Port Townsend schools’ new orchestra teacher looks to spring concert

PORT TOWNSEND — Three months after the Port Townsend School District’s orchestra teacher resigned, another instructor has picked up the baton.

“I’m very impressed with the fact that the district has kept the orchestra program going because it is often the first thing to get cut,” said Dan Ferland, who most recently worked at the Central Kitsap School District.

“The fact that a town this size and a district this size has an orchestra program is really great.”

Ferland divides his time between the high school and Blue Heron Middle School, teaching orchestra from basic skills to performance, with the hope of presenting a concert sometime in the spring.

Ferland succeeds Russell Clark, who left in November and moved to Texas to care for his mother.

Clark, who taught in the district for two years, presented an orchestral version of the Beatles’ “Sgt.
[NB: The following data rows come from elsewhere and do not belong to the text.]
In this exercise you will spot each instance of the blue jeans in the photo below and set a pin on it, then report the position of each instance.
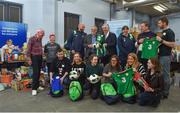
(165, 62)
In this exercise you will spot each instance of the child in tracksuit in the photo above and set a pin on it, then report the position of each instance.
(94, 68)
(61, 67)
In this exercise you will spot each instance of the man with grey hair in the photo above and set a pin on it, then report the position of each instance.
(110, 43)
(34, 55)
(76, 39)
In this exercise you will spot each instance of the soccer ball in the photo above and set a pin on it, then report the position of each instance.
(94, 78)
(74, 75)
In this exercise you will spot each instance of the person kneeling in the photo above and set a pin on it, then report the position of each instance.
(93, 74)
(152, 94)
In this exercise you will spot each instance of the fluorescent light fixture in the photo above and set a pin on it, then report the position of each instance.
(161, 5)
(161, 8)
(138, 1)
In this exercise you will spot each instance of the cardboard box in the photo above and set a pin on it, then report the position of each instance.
(16, 85)
(6, 79)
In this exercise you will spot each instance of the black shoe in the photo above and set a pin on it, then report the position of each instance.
(164, 97)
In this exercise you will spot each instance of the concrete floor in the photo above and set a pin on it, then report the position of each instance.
(11, 100)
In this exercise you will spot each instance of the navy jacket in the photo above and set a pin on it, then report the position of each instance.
(75, 41)
(126, 45)
(111, 44)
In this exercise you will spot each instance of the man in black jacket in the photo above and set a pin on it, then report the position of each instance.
(110, 43)
(89, 40)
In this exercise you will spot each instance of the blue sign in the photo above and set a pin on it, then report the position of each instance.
(17, 32)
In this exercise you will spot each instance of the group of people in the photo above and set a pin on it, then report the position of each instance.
(96, 54)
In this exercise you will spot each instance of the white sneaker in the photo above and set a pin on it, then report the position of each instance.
(34, 92)
(40, 88)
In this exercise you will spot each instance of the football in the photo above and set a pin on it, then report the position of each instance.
(73, 75)
(94, 78)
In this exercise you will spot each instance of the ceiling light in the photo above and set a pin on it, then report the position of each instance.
(161, 8)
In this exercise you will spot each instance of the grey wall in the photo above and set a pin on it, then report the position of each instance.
(49, 14)
(135, 17)
(88, 11)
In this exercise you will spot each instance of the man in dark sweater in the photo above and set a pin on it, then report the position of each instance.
(110, 44)
(145, 32)
(61, 66)
(50, 51)
(167, 41)
(34, 57)
(76, 39)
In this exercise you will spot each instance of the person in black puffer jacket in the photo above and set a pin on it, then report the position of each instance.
(152, 94)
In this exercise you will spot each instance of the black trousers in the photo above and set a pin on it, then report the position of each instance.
(36, 65)
(142, 60)
(94, 89)
(148, 98)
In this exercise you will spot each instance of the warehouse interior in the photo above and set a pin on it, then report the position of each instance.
(60, 17)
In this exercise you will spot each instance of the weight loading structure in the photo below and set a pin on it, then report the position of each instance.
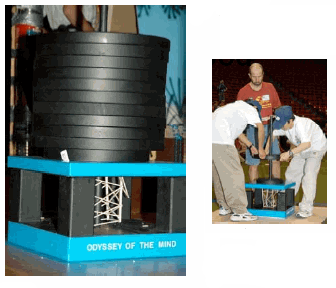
(270, 197)
(121, 80)
(101, 94)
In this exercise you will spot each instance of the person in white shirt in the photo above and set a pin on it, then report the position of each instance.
(311, 145)
(228, 124)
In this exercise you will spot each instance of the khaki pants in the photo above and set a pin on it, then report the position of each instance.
(229, 179)
(305, 168)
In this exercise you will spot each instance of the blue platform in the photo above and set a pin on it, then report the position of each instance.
(105, 247)
(97, 169)
(96, 247)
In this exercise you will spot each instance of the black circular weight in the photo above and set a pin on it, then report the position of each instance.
(101, 49)
(100, 85)
(102, 73)
(100, 97)
(273, 157)
(273, 181)
(97, 155)
(90, 143)
(103, 38)
(103, 121)
(102, 109)
(98, 132)
(99, 62)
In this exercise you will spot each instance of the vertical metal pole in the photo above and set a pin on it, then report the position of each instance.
(99, 191)
(270, 129)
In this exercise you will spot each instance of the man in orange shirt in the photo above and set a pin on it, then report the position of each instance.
(268, 98)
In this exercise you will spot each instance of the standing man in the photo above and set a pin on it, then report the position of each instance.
(306, 157)
(268, 98)
(228, 123)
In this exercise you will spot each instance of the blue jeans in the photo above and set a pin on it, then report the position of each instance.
(250, 133)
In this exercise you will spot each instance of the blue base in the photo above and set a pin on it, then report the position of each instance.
(97, 169)
(105, 247)
(272, 213)
(268, 186)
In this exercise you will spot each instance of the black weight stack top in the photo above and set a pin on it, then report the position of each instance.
(100, 96)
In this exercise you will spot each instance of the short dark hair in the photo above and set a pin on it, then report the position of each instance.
(292, 118)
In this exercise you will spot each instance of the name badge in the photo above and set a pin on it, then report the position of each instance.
(265, 97)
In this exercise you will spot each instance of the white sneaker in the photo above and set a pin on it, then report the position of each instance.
(243, 217)
(304, 214)
(223, 211)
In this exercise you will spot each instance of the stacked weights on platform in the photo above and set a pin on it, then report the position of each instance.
(100, 96)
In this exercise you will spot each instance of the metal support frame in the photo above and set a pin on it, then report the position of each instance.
(111, 204)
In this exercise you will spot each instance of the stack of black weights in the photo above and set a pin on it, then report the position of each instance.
(100, 96)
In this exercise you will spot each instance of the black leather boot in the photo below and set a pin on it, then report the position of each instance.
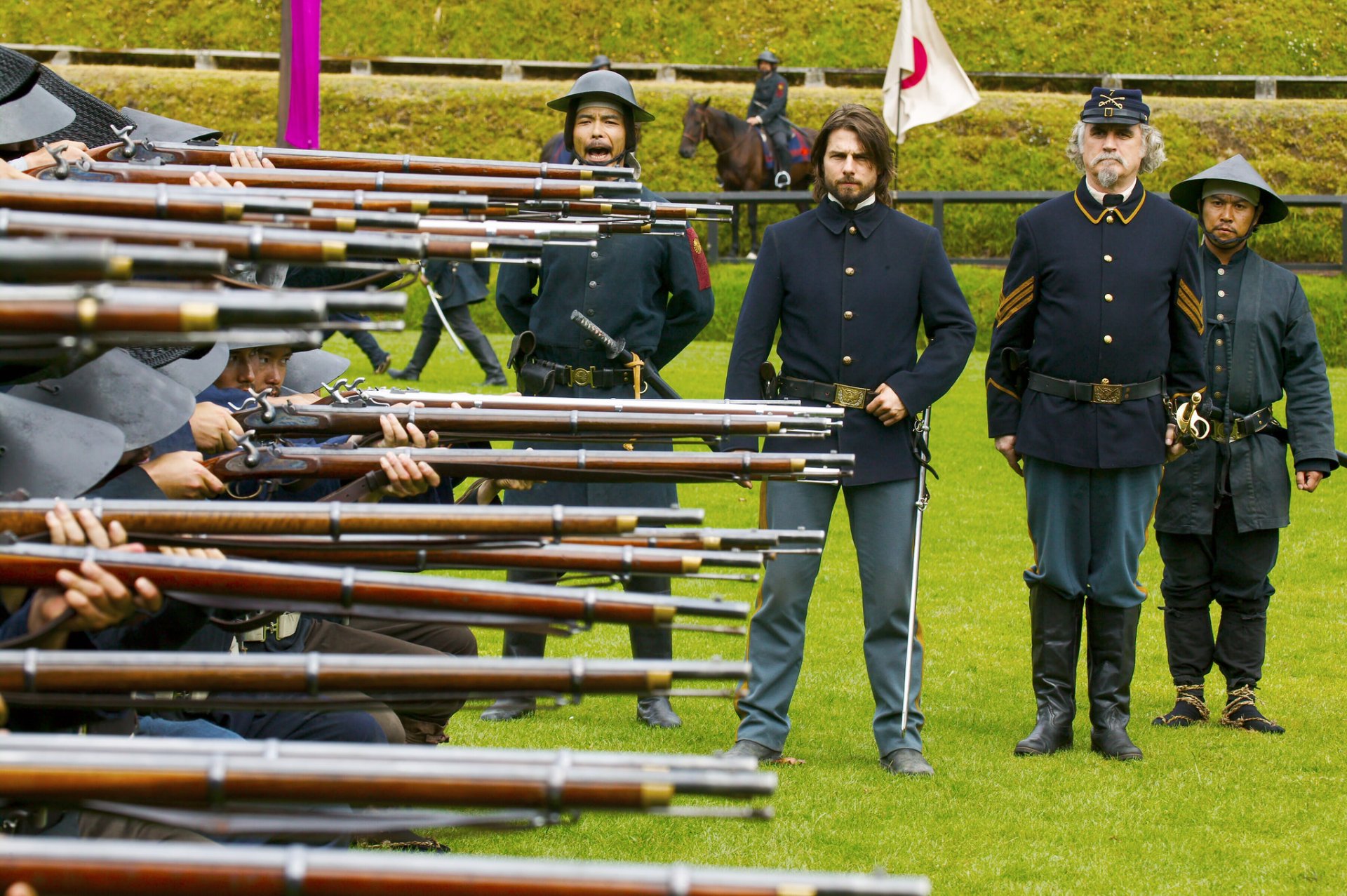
(650, 643)
(1055, 622)
(527, 644)
(421, 357)
(1111, 658)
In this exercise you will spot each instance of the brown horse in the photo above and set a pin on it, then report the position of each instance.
(740, 161)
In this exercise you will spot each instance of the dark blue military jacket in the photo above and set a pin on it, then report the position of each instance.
(770, 99)
(1266, 345)
(1098, 297)
(849, 294)
(648, 290)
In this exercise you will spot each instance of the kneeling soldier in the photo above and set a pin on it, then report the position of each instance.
(1224, 504)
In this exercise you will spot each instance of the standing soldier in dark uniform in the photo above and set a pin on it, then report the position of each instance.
(1099, 319)
(455, 286)
(847, 285)
(1224, 503)
(652, 291)
(767, 109)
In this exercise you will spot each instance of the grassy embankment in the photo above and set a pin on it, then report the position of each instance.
(1242, 36)
(1209, 810)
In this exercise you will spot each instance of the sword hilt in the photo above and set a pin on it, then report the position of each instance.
(610, 345)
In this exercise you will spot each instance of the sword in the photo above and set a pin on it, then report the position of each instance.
(434, 301)
(922, 449)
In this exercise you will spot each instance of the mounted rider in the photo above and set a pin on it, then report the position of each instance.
(767, 109)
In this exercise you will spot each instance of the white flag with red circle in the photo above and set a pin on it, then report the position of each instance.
(925, 81)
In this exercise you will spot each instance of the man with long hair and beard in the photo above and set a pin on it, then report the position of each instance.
(849, 285)
(1097, 337)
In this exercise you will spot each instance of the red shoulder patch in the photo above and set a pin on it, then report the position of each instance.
(704, 272)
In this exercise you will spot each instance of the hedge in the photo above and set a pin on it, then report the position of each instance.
(1238, 36)
(1010, 142)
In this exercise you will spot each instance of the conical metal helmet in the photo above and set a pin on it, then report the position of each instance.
(1237, 168)
(601, 85)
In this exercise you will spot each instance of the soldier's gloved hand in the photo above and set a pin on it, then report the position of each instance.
(1005, 443)
(1174, 445)
(180, 474)
(213, 429)
(887, 406)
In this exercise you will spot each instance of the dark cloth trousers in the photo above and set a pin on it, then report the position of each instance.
(1231, 569)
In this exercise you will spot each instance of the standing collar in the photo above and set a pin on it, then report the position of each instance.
(836, 219)
(1095, 212)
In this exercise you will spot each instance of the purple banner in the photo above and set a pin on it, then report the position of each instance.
(302, 116)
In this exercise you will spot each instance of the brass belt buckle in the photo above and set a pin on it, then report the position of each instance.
(1105, 394)
(849, 396)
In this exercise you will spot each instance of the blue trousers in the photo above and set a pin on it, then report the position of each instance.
(1089, 528)
(883, 518)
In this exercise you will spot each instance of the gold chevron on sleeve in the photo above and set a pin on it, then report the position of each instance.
(1014, 301)
(1191, 306)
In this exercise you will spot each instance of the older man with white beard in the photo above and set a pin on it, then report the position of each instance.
(1097, 337)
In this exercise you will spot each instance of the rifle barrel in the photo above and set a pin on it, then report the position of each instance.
(135, 868)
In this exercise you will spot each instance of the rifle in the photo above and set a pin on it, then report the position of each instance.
(136, 201)
(107, 679)
(150, 777)
(257, 243)
(130, 868)
(430, 553)
(276, 461)
(388, 395)
(336, 521)
(163, 152)
(51, 262)
(379, 181)
(478, 424)
(323, 589)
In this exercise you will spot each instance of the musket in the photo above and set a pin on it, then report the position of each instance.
(76, 260)
(388, 395)
(134, 868)
(377, 181)
(329, 589)
(275, 461)
(104, 679)
(163, 152)
(256, 241)
(168, 777)
(286, 420)
(145, 201)
(267, 306)
(335, 521)
(417, 553)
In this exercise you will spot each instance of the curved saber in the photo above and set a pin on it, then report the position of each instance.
(920, 433)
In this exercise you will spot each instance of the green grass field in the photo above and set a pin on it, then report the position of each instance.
(1209, 810)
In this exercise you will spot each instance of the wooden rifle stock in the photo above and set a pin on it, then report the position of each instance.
(162, 152)
(33, 674)
(301, 180)
(74, 867)
(336, 521)
(257, 584)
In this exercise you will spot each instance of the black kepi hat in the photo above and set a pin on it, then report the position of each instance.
(1234, 171)
(1115, 105)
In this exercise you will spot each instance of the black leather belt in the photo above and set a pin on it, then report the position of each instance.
(596, 377)
(1104, 392)
(836, 394)
(1241, 427)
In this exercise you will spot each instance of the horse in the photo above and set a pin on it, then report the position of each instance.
(740, 159)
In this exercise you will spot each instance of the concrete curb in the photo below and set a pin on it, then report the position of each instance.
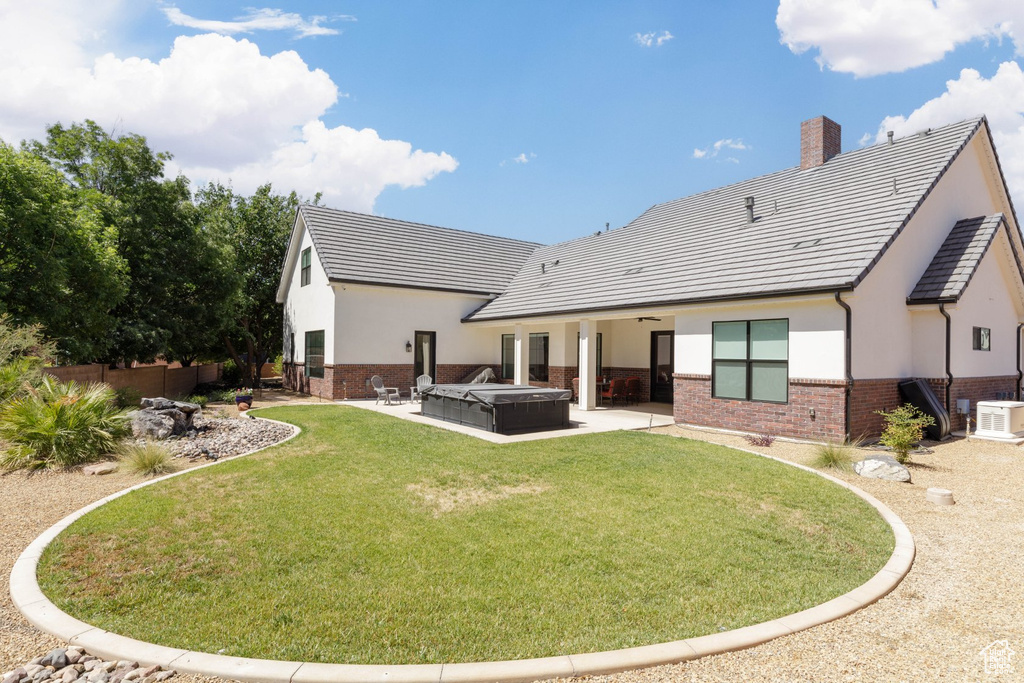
(43, 614)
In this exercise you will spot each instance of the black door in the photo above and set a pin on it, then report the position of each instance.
(425, 361)
(660, 367)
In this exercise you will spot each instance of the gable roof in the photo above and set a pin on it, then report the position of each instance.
(372, 250)
(957, 259)
(815, 229)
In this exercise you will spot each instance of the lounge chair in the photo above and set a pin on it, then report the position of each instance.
(422, 382)
(387, 393)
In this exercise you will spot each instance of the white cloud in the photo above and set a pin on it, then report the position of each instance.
(1000, 98)
(712, 151)
(257, 19)
(870, 37)
(222, 108)
(652, 39)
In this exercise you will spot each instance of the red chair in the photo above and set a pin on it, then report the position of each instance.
(615, 389)
(633, 389)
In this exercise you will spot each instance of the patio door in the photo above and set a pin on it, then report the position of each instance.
(425, 361)
(660, 367)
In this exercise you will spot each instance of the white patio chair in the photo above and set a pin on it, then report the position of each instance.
(422, 382)
(387, 393)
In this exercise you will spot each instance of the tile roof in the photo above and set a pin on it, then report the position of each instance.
(814, 229)
(957, 258)
(359, 248)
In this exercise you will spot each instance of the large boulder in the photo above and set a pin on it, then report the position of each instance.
(882, 467)
(162, 418)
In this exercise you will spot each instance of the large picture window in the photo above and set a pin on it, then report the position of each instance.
(306, 265)
(539, 356)
(314, 353)
(751, 360)
(508, 356)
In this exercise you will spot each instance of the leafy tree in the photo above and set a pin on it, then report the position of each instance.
(257, 228)
(59, 265)
(175, 270)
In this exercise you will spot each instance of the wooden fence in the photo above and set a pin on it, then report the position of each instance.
(151, 381)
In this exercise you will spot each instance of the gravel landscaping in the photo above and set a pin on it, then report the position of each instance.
(964, 592)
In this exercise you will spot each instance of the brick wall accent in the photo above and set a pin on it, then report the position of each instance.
(694, 404)
(820, 139)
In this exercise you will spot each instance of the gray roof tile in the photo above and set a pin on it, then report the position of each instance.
(948, 273)
(359, 248)
(817, 228)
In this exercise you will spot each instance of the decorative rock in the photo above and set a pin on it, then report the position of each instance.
(882, 467)
(939, 496)
(98, 468)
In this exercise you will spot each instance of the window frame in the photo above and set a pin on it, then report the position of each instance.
(750, 363)
(981, 339)
(305, 266)
(309, 368)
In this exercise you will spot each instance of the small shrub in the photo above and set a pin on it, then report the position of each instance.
(904, 427)
(148, 458)
(834, 456)
(127, 397)
(59, 425)
(199, 399)
(765, 440)
(231, 374)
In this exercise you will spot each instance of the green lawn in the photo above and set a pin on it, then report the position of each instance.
(372, 540)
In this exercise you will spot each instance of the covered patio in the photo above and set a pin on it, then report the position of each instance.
(643, 416)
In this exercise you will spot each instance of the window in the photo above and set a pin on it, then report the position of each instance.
(314, 353)
(982, 339)
(508, 356)
(539, 356)
(306, 263)
(599, 364)
(751, 360)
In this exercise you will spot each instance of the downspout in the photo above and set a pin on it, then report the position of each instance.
(1020, 373)
(949, 375)
(848, 360)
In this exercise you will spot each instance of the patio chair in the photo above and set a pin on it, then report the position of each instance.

Pepper’s Lonely Hearts Club Band” in April and May last year, preceding the Beatles’ 50th anniversary of appearing on CBS’s “The Ed Sullivan Show” on Feb. 9, 1964.

Ferland has not yet decided what might be performed this year but feels he has enough time to pull together something special.

“I have a new batch of kids who haven’t played together, but I’d really like to see if we can make something like that happen this year,” he said.

“It’s tough to pull together a concert, but I think we can pull something off,” he added.

He wants to “find something that the kids are familiar with, they can enjoy, and we can work on together.”

He said music programs do more for students than teach them how to play an instrument.

“Orchestra class and music can be very inclusive for kids of all levels,” he said.

“Learning music is part of a well-rounded education,” he said. “Kids who study music improve their test scores, are more aware of their surroundings and learn how to work together as a group.”

Ferland, who is married and has three young children, is commuting from Kitsap County now while he builds a house near Chimacum.

He said the family’s long-term goal is to live in the Pacific Northwest, to which they returned after eight years in Las Vegas.

“I am looking to improve their skills,” Ferland said of his students.

“I want to bring them together and encourage their creativity.”